Eventually Memory Sanitizer arrived which brought fast-ish compiler based code instrumentation for detecting these kinds of errors. MSan works similar to Address Sanitizer by using shadow memory and compiler added code instrumentation. MSan is incredibly powerful and effective, but it comes at the cost of a 3x performance overhead which makes it not suitable for production builds except in rare circumstances. Many organizations currently deploy canary builds with ASAN/MSAN enabled to sample production traffic but this is still only useful in highly orchestrated backend service deployments.

A few years ago a new syscall appeared in the Linux kernel named userfaultfd. This syscall allowed for a basic page fault handler to be implemented in user space. It allows for very powerful features such as hooking events for remapping of pages, forked child processes, garbage collection features, and writing out of process page fault handlers for specific operations. The API to this syscall is used via a combination of calls syscall/read/poll/ioctl and is very complicated and difficult to use, but we can use it to register a range of page addresses with the kernel and then process an event in a special thread whenever a page fault occurs anywhere in that range. These events also tell us whether the page fault was the result of a read or a write. This is enough information for us to build a simple mechanism for detection of uninitialized reads in userspace with minimal performance overhead. Using these building blocks I developed this optional feature in IsoAlloc.

It works by first spawning a special thread to handle userfaultfd events, and then sampling calls to iso_alloc / malloc. These sampled calls are handled by first allocating a raw page to back the request, registers that pages with userfaultfd, returns the page to the caller, and then handling pagefault events from the kernel for that address range. If the first event seen for the page is a write we remove it from the list of pages we are tracking, if it's a read then we know its an uninitialized read or it wouldn't be on the list. Below we see this feature detecting an uninitialized read in our test program.

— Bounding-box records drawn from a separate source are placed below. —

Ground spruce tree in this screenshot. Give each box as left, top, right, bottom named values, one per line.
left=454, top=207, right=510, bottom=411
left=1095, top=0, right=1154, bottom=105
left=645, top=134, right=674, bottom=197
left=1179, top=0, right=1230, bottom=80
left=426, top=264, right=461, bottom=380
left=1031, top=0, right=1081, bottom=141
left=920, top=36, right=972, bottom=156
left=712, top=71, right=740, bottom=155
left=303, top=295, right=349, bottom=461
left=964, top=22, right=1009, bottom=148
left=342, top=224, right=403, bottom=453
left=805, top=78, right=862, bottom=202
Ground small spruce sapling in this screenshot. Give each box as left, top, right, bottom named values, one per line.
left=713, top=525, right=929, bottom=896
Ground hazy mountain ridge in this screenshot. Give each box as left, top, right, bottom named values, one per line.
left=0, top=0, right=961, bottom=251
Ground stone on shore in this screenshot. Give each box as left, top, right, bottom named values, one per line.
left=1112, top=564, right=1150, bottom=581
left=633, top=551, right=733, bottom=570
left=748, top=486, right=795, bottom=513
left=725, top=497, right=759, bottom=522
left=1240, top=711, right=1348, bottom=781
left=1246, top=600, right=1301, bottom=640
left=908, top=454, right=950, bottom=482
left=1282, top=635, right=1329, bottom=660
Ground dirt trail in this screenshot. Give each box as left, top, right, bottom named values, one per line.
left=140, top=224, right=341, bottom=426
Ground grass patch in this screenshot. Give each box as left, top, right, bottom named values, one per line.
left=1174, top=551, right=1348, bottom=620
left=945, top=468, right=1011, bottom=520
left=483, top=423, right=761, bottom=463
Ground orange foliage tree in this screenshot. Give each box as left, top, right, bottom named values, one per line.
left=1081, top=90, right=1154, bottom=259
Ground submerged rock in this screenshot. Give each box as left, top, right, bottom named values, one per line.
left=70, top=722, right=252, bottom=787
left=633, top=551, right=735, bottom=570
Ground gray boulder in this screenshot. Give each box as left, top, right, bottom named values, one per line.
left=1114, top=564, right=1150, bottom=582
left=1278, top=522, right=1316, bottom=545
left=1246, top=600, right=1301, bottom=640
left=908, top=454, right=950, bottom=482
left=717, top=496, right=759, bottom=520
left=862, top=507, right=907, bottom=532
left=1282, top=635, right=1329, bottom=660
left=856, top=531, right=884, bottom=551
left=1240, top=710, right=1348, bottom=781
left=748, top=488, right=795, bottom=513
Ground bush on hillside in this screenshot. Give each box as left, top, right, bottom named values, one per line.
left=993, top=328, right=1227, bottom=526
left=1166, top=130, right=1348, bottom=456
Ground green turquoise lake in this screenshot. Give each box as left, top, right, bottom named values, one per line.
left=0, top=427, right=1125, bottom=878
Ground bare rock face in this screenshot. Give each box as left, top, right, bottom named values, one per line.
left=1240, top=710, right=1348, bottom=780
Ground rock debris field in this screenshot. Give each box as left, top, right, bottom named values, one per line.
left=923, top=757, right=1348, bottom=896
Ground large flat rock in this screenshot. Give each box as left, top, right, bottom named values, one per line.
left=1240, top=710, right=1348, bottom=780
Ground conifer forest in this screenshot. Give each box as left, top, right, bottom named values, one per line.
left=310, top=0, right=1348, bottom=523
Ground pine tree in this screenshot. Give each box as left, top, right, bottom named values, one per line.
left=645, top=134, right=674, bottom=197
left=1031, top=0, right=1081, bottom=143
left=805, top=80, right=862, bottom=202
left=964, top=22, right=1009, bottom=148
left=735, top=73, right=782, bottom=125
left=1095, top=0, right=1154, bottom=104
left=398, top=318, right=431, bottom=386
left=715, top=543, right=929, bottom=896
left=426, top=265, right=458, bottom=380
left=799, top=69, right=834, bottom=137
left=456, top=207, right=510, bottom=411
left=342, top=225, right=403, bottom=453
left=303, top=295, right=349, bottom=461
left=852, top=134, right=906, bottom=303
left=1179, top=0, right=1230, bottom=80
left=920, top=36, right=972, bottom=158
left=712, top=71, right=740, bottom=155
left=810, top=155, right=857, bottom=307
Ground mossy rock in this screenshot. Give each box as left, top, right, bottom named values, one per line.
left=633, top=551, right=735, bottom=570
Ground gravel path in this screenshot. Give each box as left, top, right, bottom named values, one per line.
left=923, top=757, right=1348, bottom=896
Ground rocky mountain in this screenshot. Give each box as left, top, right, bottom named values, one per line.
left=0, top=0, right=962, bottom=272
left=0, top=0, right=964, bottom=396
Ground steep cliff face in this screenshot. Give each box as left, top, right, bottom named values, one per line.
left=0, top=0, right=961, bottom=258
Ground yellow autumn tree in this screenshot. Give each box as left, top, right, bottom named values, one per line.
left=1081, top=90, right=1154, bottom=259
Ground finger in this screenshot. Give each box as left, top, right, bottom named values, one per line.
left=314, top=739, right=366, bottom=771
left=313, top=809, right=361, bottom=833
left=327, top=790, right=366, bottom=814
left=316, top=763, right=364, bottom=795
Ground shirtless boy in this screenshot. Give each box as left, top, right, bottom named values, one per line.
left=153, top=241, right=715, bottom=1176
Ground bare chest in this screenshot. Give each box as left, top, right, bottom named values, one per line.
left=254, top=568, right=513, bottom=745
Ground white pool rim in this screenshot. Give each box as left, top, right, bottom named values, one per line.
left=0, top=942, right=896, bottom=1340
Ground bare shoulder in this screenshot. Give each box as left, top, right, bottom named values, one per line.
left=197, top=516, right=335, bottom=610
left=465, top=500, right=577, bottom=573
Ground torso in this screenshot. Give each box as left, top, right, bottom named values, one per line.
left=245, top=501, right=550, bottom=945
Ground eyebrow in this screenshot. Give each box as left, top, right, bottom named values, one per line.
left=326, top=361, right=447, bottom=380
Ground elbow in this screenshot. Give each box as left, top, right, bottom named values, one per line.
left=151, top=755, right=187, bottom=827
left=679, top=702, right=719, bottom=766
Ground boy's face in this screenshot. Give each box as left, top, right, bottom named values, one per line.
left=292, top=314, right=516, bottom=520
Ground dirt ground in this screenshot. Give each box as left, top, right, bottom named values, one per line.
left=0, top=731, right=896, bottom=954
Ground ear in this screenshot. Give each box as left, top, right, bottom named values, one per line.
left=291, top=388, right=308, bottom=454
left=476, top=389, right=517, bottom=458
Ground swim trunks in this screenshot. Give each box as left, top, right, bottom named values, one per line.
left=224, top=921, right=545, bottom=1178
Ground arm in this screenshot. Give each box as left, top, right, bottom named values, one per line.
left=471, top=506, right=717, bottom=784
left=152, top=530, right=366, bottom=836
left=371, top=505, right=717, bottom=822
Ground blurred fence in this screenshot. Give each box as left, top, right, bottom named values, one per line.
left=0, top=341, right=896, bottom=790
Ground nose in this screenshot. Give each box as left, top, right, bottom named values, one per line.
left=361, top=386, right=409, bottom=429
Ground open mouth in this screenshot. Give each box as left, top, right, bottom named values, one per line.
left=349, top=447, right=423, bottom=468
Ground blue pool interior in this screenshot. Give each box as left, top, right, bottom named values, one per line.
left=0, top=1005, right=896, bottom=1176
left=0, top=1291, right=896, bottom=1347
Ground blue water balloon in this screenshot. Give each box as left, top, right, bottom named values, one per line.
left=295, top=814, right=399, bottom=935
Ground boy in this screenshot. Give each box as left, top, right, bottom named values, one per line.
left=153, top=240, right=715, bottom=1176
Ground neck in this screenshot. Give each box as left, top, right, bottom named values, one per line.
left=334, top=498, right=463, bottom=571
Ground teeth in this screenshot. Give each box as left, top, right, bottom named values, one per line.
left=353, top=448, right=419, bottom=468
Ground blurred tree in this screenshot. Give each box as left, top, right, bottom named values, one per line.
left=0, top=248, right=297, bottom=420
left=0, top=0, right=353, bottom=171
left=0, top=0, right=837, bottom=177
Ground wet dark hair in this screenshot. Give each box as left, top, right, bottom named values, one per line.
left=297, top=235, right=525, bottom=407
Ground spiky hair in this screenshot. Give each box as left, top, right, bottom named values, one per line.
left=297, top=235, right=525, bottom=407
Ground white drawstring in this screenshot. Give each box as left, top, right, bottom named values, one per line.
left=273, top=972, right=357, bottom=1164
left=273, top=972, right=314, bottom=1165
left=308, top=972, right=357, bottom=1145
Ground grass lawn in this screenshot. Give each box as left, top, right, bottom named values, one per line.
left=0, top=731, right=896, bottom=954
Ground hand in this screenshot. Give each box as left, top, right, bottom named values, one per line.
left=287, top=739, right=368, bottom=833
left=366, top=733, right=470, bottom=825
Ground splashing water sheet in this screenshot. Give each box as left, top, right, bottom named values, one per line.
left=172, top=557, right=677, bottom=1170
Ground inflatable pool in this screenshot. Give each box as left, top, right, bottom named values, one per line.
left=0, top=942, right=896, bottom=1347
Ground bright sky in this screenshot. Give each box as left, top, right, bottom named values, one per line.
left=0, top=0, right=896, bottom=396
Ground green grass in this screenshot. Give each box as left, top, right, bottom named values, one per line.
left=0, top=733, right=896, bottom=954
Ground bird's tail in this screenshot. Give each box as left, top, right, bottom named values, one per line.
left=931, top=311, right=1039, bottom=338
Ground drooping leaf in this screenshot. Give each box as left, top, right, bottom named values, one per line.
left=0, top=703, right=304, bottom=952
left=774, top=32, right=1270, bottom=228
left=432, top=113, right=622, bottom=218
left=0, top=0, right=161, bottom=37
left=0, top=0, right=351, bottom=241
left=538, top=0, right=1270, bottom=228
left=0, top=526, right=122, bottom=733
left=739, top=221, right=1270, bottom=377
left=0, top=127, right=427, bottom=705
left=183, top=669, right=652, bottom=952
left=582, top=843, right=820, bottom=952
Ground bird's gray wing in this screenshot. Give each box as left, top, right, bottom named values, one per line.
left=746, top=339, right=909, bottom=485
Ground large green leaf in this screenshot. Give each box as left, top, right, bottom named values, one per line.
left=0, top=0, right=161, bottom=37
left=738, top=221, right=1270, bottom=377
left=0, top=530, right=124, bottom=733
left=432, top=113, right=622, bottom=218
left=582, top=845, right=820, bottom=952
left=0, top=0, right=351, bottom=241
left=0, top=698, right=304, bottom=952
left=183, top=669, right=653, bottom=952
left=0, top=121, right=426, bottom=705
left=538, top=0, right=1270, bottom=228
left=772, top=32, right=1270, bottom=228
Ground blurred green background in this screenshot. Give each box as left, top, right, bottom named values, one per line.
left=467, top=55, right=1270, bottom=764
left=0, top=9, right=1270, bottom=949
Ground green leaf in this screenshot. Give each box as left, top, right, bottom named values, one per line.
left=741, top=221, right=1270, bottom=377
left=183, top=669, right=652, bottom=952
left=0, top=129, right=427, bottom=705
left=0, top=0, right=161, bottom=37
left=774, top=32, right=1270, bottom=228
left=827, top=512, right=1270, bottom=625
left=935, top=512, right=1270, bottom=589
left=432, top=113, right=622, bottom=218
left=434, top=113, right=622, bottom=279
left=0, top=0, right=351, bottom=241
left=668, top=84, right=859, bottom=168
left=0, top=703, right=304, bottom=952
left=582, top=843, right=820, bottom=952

$ cat tests/uninit_read.c 
/* iso_alloc uninit_read.c
 * Copyright 2021 - chris.rohlf@gmail.com */

#include "iso_alloc.h"
#include "iso_alloc_internal.h"

int main(int argc, char *argv[]) {
    while(1) {
        uint8_t *p = iso_alloc(1024);
        uint8_t drf = p[128];
        p[256] = drf;
        iso_free(p);
    }

    return OK;
}

$ LD_LIBRARY_PATH=build/ build/uninit_read 
[ABORTING][86027](src/iso_alloc_sanity.c:78 _page_fault_thread_handler()) Uninitialized read detected on page 7fb6ce3cf000 (1024 byte allocation)
Aborted (core dumped)

There are some limitations to this approach. For starters its only available on specific versions of the Linux kernel. A majority of my testing was performed on AWS free tier with a 5.4.0 kernel, but it should work as far back as 4.11. Not all uninitialized read vulnerabilities will be detected with this technique, a caller could request 1024 byte allocation, clear the first 32 bytes with memset() and then access the 512th byte without initializing it. We wouldn't detect this because the page would have been removed from our tracking when those first 32 bytes were initialized. This is because userfaultfd only notifies us of page level information not individual memory addresses within the page. But given that we are sampling smaller calls to malloc, this is likely not a common case.

While the current implementation needs some work it is effective at detecting these kinds of vulnerabilities. The goal is to have a feature similar to GWP-ASAN but for uninitialized reads. It should be suitable for production given its low performance overhead, especially when only sampling calls to malloc. It's available in the IsoAlloc code today along with a basic GWP-ASAN like feature for detecting Use-After-Free and other vulnerabilities in production code. Like IsoAlloc itself, all of these features are under active development.